NEWS YOU CAN USE: Ryan D’Agostino: How To Get Started In Flying.

Most flight schools and small aviation companies will charge you no more than a couple hundred dollars for a taste—usually an hour ride, with an instructor. You get to grab the controls for part of the time, zip around, maybe fly over your house. It’s usually called a discovery flight.

When you fly in a small aircraft at a low altitude, the sensation is not so much that the world below gets smaller. The overwhelming sensation is that the sky gets bigger. Bigger than you’ve ever seen it, even from some endless beach, or from out in the desert, or from out the multilayered polycarbonate window of a commercial airliner. The sky pulls you up and surrounds you—it feels as if all the blue is keeping you aloft. You feel it in a way you don’t on an oversold 10:45 from Chicago to Dallas.

I had the opportunity to go up in a Cirrus SR22 with my 11-year-old son and a pilot named Ivy McIver. Ivy has been with Cirrus most of her career, selling planes, flying them, evangelizing the very idea of personal flight. She is laid-back and cool, and before we left the ground—before we even climbed into the four-­person cabin—she demonstrated the entire irresistible attraction of learning to fly yourself in an airplane.
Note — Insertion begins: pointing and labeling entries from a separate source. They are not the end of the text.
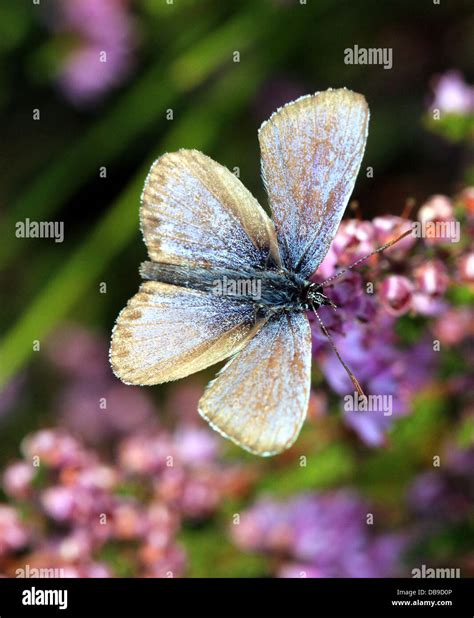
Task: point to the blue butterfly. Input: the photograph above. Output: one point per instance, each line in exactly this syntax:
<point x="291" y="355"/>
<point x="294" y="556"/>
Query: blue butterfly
<point x="203" y="228"/>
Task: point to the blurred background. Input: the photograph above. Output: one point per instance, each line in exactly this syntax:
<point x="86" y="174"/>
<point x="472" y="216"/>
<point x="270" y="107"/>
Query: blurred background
<point x="101" y="479"/>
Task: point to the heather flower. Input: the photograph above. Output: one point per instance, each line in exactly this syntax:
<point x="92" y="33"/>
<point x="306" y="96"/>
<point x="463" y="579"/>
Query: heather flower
<point x="13" y="533"/>
<point x="319" y="535"/>
<point x="445" y="493"/>
<point x="396" y="294"/>
<point x="452" y="94"/>
<point x="17" y="479"/>
<point x="99" y="27"/>
<point x="466" y="268"/>
<point x="388" y="227"/>
<point x="438" y="209"/>
<point x="432" y="278"/>
<point x="83" y="506"/>
<point x="454" y="325"/>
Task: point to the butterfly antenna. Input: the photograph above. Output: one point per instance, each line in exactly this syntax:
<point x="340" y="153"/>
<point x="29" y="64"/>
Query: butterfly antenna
<point x="354" y="380"/>
<point x="366" y="257"/>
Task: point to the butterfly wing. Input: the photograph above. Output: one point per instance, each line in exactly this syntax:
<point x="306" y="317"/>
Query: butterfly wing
<point x="167" y="332"/>
<point x="260" y="398"/>
<point x="311" y="152"/>
<point x="196" y="212"/>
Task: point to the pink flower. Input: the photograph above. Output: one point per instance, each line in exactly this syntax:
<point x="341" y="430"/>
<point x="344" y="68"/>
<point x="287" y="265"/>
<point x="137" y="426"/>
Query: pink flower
<point x="432" y="278"/>
<point x="466" y="267"/>
<point x="396" y="294"/>
<point x="17" y="479"/>
<point x="13" y="534"/>
<point x="452" y="94"/>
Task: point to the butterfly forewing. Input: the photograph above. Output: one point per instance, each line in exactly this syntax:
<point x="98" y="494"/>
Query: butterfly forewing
<point x="168" y="332"/>
<point x="311" y="153"/>
<point x="196" y="212"/>
<point x="260" y="398"/>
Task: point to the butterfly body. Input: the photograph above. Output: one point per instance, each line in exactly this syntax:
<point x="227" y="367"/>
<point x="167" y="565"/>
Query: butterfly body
<point x="224" y="281"/>
<point x="270" y="291"/>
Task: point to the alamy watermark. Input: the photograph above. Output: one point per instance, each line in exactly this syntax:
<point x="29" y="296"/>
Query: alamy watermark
<point x="40" y="229"/>
<point x="369" y="403"/>
<point x="238" y="287"/>
<point x="39" y="572"/>
<point x="429" y="572"/>
<point x="371" y="55"/>
<point x="437" y="230"/>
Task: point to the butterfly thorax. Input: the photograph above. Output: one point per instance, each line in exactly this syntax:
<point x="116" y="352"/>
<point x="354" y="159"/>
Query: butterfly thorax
<point x="271" y="291"/>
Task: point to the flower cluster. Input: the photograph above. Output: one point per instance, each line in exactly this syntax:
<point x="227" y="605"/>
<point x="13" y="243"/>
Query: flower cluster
<point x="320" y="535"/>
<point x="101" y="55"/>
<point x="72" y="511"/>
<point x="412" y="278"/>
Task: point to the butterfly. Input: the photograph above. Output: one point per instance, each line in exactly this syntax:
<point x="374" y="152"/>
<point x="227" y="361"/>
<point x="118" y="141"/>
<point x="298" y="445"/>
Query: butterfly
<point x="202" y="227"/>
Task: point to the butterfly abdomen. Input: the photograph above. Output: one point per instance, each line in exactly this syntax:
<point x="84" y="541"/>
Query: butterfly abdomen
<point x="271" y="291"/>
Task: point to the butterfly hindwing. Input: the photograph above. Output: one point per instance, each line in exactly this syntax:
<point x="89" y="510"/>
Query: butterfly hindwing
<point x="311" y="152"/>
<point x="168" y="332"/>
<point x="260" y="398"/>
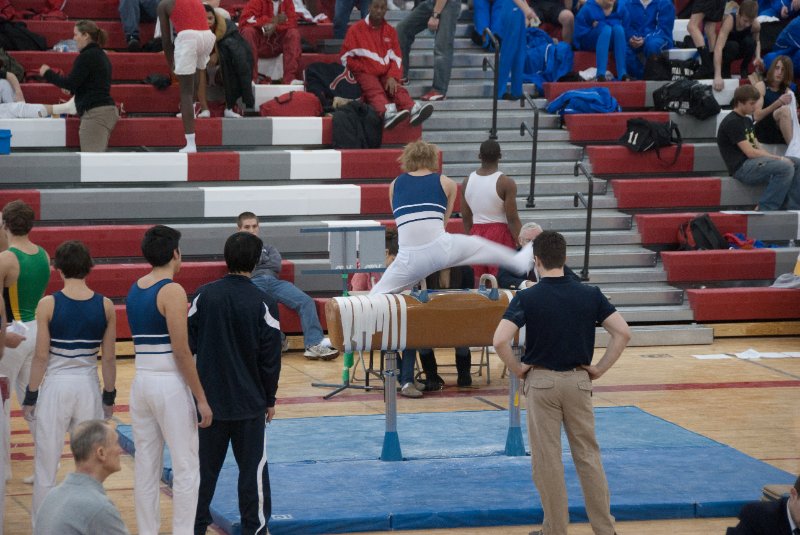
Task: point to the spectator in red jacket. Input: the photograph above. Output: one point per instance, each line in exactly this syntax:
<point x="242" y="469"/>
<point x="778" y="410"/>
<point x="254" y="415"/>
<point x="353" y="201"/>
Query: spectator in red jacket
<point x="270" y="34"/>
<point x="371" y="52"/>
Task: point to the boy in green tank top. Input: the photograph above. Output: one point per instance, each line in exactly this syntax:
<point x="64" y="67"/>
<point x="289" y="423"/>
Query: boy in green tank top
<point x="25" y="273"/>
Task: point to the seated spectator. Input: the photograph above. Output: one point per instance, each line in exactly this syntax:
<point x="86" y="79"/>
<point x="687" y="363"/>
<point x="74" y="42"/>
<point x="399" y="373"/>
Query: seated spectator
<point x="231" y="63"/>
<point x="704" y="18"/>
<point x="131" y="12"/>
<point x="506" y="279"/>
<point x="557" y="13"/>
<point x="773" y="111"/>
<point x="787" y="44"/>
<point x="748" y="163"/>
<point x="737" y="39"/>
<point x="364" y="281"/>
<point x="649" y="32"/>
<point x="79" y="504"/>
<point x="439" y="17"/>
<point x="600" y="26"/>
<point x="266" y="278"/>
<point x="770" y="518"/>
<point x="270" y="28"/>
<point x="372" y="53"/>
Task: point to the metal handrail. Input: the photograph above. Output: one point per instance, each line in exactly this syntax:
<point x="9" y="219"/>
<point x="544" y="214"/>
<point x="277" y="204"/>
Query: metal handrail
<point x="486" y="65"/>
<point x="580" y="197"/>
<point x="534" y="133"/>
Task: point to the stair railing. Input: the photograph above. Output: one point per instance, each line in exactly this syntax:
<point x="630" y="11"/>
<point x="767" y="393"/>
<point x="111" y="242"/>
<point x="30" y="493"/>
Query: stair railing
<point x="487" y="64"/>
<point x="581" y="198"/>
<point x="534" y="133"/>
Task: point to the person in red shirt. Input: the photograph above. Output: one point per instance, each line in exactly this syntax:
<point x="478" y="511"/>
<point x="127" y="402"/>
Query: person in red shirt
<point x="270" y="34"/>
<point x="371" y="52"/>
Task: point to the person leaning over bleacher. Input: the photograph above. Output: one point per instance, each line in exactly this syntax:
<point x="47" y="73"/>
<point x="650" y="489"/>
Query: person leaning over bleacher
<point x="90" y="82"/>
<point x="737" y="39"/>
<point x="371" y="51"/>
<point x="231" y="62"/>
<point x="773" y="115"/>
<point x="748" y="163"/>
<point x="270" y="28"/>
<point x="649" y="32"/>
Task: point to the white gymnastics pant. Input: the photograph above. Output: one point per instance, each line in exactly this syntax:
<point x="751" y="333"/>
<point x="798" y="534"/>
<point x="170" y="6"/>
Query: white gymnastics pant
<point x="162" y="409"/>
<point x="64" y="401"/>
<point x="447" y="250"/>
<point x="16" y="365"/>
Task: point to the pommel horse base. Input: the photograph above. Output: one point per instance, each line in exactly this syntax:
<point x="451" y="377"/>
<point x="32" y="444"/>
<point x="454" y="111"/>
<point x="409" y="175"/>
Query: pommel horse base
<point x="393" y="322"/>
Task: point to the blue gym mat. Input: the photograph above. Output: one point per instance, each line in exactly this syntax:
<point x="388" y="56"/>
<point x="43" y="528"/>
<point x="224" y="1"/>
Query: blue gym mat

Here is how she demonstrated that:

I said, “Where are we going today?” (We were starting out from Westchester County Airport, about 35 miles north of New York City.)

She said, “I thought we would go to an air show in Rhode Island first.” I said, “Great!”

She said, “After that, I don’t know . . . we could go to Maine?”

I’d like to fly, but I need another expensive hobby like a hole in the head.